そんな人がいるのも驚きだが、それを貴族のギーシュが知っているのも驚きだ。
「詳しいんだな」
「まぁね、この人は我がグラモン家と少し馴染みなんだ」
「あ、坊ちゃん、いらっしゃい!!」
向こうがこちらに気付いたようで、挨拶してくる。
「やぁ、調子はどうだい?」
「はい、おかげさまで何とかやっていけてます」
「そうか、それは何よりだ。今日はちょっと頼みたいことがあってね」
「はい、何でしょう?」
「彼の持ち物を買って貰いたいんだ」
ギーシュがサイトを紹介する。
「これはまた変わったお召しものをされてる方ですね」
おじさんは不思議そうに首を傾げる。
この世界にはパーカーは無いらしい。
「あ、あの、交換でも良いんですけど、これってここではどれぐらいの価値ですか?」
サイトは、少し気後れしながら財布から千円札を出した。
「何かの紙っきれですか? ……なんなんですこれ!?」
最初、興味なさそうに受け取ったおじさんは、しかし千円札の手触り、精巧なその印刷物に目を引かれる。
「真ん中に何か書かれてる……これは……人?」
「あ、それは“透かし”と言って俺の国の偉人を特別な方法で印刷してるんです。

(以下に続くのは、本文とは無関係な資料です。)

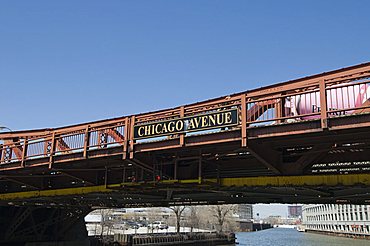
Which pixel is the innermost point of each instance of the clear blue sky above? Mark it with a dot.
(66, 62)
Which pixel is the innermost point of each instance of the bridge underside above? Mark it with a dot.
(286, 163)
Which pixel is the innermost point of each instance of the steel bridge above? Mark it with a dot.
(301, 141)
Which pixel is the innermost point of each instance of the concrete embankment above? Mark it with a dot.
(196, 239)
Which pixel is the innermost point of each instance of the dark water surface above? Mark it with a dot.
(291, 237)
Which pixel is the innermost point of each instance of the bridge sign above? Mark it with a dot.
(216, 119)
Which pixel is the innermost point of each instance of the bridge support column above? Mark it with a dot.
(19, 225)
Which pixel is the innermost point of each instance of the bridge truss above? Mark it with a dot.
(302, 141)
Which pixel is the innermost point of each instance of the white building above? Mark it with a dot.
(337, 218)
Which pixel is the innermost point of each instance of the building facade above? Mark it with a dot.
(295, 211)
(337, 218)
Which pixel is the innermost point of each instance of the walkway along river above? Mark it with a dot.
(291, 237)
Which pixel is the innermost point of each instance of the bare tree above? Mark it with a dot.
(178, 210)
(220, 213)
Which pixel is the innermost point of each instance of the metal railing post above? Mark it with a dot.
(243, 109)
(323, 105)
(52, 150)
(86, 141)
(24, 152)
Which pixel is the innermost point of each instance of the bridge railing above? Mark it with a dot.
(318, 98)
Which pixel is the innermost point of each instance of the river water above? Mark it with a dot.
(291, 237)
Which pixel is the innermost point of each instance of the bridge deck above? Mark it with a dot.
(311, 128)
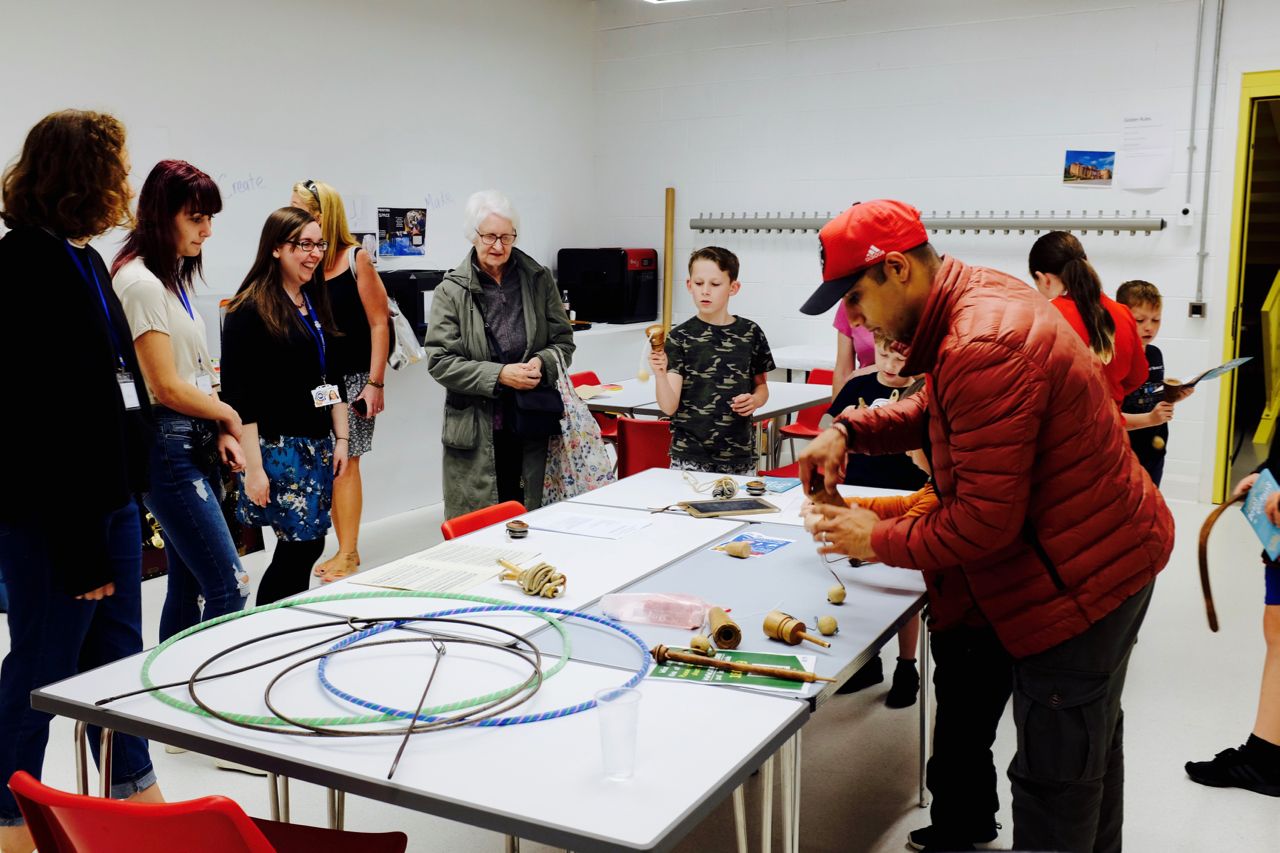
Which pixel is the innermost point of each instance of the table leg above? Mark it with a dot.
(924, 703)
(791, 794)
(767, 806)
(104, 763)
(82, 758)
(740, 817)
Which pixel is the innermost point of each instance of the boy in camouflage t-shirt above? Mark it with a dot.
(711, 378)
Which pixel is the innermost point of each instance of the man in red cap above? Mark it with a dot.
(1048, 533)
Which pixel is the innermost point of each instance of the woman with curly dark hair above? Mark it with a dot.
(71, 544)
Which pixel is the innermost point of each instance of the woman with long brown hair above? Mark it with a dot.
(1064, 276)
(154, 274)
(71, 542)
(279, 375)
(360, 310)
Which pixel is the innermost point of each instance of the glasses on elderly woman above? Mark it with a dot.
(489, 240)
(310, 245)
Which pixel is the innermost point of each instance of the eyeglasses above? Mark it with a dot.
(489, 240)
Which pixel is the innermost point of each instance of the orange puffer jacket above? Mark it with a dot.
(1047, 521)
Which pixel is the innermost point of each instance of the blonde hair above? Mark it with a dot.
(327, 206)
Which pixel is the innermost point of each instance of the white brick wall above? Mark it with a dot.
(795, 105)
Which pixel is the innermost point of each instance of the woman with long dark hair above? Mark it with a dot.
(279, 375)
(1064, 274)
(71, 542)
(360, 310)
(154, 276)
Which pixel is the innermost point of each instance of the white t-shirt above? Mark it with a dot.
(151, 308)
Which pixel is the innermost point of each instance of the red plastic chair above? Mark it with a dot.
(62, 822)
(608, 423)
(478, 519)
(807, 420)
(643, 445)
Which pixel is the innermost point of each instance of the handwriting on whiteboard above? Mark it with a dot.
(232, 187)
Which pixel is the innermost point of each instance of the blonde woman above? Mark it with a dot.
(360, 310)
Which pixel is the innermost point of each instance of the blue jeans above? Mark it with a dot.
(54, 637)
(199, 548)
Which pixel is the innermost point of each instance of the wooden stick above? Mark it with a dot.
(663, 655)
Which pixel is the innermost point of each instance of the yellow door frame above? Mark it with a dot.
(1255, 85)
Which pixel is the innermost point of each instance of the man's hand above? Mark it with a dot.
(828, 451)
(845, 530)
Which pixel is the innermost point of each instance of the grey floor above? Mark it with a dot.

俺の国、というか世界ではそうやって過去の偉人をお金、紙幣に印刷するならわしみたいなのがあって……」
「ほう、大変興味深い話だね。よし、気に入った。交換でもいいと言ったね? 何が欲しいんだい?」
「えっと……良かった、まだあった」
サイトは一つのブレスレットを選ぶ。
装飾は無く、しかしスマートさを感じさせる金のブレスレット。
昼前に見た、“あの”ブレスレットだ。
「それでいいのかい?」
「はい、これで」
「よし、なら交換成立だ」
「ありがとうございます!!」
サイトは頭を下げてお礼を言う。
「おじさん、それはただのブレスレットなのかい?」
「どうだろうねぇ、“ディテクトマジック”をかけても反応しないし、マジックアイテムという触れ込みで仕入れたものだけど、使い方もわからないし装飾も無い。正直言って私としても困っていたものだったんだ」
「そんなもので本当に良いのかいサイト?」
ギーシュは少し呆れ、サイトに念押しの確認をする。
「ああ、これが良いんだ」
サイトはそう頷き、
「そろそろ一時間経つしルイズ達と合流しようぜ」
足早に集合場所へ向かう。
「まぁ君が良いなら良いさ、わかったよ」
ギーシュはそう答えて、集合場所へと向かい出した。